Déjà que j'avais des visions de délais de 4-6-8 semaines pour le traitement, de gros bonhomme bourru qui nous engueulerait d'avoir pris tant de temps à faire notre demande, de risque qu'il manque des documents, de possibilité de pas avoir de visa temporaire pour la durée du traitement, du risque d'expulsion ou de fortes amendes si on est ici illégalement, du risque de perdre ma caution pour l'appartement si on doit partir précipitamment (1300 euros, 2100 $ quand même), etc. Tout ça me dansait dans la tête, et fallait attendre dehors en plus.
C'était comme faire la file pour recevoir un coup de Kodiak dans les parties. Et un autre. Et un autre!

7 h arrive. Ils laissent entrer les gens au compte-gouttes (!?) On continue de se geler le cul, et le S-Bahn passe pas trop loin de nous (S41-42 sur la carte), en faisant un bruit strident à chaque fois.

Le soleil commence enfin à se pointer. Il fait toujours aussi froid. La file avance, tant bien que mal. On attend, résigné à notre sort. Le moral reste plutôt bon quand même.

Vers 7 h 30, il fait enfin clair. On a spotté quelques visages devant nous, et étrangement on ne trouve que des faces à fesser dedans. Stef a repéré un sourieur compulsif, et moi j'ai spotté une tête en forme d'ampoule. Dans notre monde imaginaire, on en pogne chacun un et on tape dessus jusqu'à l'essoufflement. Comme de fait, Sourieur et Tête d'ampoule sont ensemble et placotent en russe ou en serbo-croate. Putain de Serbo-croates!



Un aperçu de la file. Il y avait au moins 5 fois ça devant nous à notre arrivée. Au moins ça avance à un débit raisonnable, même s'ils s'obstinent à faire entrer le monde au compte-gouttes. On a vu en s'approchant de la porte qu'y a une seule personne au triage. Une seule! Et une autre qui donne les numéros pour attendre. Nice.

On finit par entrer. J'ai dû prendre une décision éclair (qui nous a probablement sauvés) quant au type de visa. Études ou travail? Si j'avais pris travail, j'aurais eu à expliquer le statut de travailler autonome, blah blah blah... J'ai dit études. Bam, salle d'attente 4, fond du couloir, numéros 459 et 460 pour nous deux.

La salle est pleine, donc on attend. Au moins, on est maintenant à l'intérieur. Stef a eu la brillante idée d'apporter des brioches et quelque chose à boire, comme ça on ne perd pas connaissance dans le corridor.
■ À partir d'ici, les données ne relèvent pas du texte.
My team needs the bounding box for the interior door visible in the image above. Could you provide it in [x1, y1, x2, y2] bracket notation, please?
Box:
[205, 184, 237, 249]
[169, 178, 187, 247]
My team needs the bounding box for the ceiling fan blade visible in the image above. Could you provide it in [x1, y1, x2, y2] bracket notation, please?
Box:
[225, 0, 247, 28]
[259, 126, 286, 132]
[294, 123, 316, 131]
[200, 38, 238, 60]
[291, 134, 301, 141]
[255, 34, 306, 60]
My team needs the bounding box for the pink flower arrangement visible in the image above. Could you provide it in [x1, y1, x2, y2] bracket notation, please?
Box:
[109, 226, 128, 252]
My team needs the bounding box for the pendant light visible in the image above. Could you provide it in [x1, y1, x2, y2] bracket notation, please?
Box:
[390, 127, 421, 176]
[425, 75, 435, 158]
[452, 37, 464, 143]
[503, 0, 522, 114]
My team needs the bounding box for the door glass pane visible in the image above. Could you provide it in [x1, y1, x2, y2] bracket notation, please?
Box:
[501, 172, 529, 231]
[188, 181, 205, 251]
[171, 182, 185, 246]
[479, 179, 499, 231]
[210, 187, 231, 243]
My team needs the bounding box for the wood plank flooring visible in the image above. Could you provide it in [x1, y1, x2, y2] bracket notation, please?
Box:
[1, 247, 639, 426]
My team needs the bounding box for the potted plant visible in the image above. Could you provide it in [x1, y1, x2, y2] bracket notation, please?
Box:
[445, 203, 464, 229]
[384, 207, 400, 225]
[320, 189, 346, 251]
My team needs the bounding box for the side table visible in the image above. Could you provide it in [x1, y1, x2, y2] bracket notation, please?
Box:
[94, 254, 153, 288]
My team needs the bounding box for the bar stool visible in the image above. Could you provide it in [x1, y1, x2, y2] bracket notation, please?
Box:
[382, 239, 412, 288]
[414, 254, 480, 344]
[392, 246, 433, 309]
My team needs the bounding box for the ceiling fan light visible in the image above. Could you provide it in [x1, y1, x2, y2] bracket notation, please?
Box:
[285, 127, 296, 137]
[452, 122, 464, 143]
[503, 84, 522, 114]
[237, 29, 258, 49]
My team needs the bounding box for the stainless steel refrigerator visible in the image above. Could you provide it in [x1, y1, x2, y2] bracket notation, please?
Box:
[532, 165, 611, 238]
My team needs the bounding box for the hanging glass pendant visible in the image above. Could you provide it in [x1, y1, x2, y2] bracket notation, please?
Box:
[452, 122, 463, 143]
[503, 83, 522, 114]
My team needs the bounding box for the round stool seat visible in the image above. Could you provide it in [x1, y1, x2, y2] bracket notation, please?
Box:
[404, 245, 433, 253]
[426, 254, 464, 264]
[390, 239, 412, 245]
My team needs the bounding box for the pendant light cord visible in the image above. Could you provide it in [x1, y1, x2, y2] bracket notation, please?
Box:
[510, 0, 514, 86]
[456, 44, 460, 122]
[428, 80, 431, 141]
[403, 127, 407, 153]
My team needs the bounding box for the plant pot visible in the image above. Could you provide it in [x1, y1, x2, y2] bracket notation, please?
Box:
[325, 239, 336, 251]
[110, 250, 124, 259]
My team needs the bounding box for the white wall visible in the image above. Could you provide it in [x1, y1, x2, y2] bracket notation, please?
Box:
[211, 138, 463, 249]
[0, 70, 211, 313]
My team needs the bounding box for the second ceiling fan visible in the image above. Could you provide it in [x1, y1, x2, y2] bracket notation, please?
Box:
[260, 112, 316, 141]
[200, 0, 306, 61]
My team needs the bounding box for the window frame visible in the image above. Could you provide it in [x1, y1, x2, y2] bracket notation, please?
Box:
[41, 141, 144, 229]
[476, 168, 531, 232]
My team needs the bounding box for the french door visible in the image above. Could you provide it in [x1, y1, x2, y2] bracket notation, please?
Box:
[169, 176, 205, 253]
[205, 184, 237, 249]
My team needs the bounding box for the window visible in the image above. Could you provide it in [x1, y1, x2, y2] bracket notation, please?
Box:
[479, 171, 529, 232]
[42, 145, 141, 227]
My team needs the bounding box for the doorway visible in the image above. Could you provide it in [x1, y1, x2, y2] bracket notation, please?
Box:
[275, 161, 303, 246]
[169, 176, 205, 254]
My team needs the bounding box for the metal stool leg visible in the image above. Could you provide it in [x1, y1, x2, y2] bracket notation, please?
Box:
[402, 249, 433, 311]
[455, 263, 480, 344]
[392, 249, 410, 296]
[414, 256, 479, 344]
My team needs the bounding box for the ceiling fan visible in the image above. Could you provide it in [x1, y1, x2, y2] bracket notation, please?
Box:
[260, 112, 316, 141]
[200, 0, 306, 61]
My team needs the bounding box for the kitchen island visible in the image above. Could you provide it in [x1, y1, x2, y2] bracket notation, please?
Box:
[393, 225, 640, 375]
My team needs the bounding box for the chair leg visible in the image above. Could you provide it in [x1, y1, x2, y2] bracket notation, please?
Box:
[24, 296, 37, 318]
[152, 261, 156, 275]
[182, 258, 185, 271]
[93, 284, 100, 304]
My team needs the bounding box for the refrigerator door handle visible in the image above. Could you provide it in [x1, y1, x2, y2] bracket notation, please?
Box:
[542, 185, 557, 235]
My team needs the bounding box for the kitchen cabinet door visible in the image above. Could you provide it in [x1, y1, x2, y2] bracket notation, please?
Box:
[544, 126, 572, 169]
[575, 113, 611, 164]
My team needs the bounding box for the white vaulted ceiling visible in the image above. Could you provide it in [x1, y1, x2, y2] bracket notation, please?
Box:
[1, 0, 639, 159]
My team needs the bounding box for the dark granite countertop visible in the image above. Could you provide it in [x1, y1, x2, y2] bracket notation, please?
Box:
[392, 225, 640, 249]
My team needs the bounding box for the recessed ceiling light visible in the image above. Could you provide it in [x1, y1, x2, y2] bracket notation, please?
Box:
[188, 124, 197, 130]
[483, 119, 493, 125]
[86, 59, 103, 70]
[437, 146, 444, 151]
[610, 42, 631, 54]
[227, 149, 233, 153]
Notre tour arrive. Muni de mes deux piles de photocopies, j'expose notre cas. La femme me demande à vitesse grand V si j'ai ... Relevé de banque? Preuve de cours d'allemand? Anmeldung? Passeport? Photos? Demandes remplies? Preuve d'assurance-santé? Je riposte coup pour coup, brandissant fièrement chaque feuille. Il ne manque rien -- même que j'en avais trop apporté --, ça regarde pas trop mal.

Elle nous remercie et nous dit qu'ils appeleront notre numéro tout à l'heure.

On attend... et attend... et attend... et attend... et attend...

Bon, un appel de la nature. Ça va me changer les idées.


What. The. Fuck?!

Je montre la photo à Stef. Elle n'a soudainement plus envie d'aller aux toilettes.

On attend....

Plus de 90 minutes plus tard, notre numéro apparaît. Salle 10, on entre.

Un assez grand bureau. Deux femmes face à face, dont une muette.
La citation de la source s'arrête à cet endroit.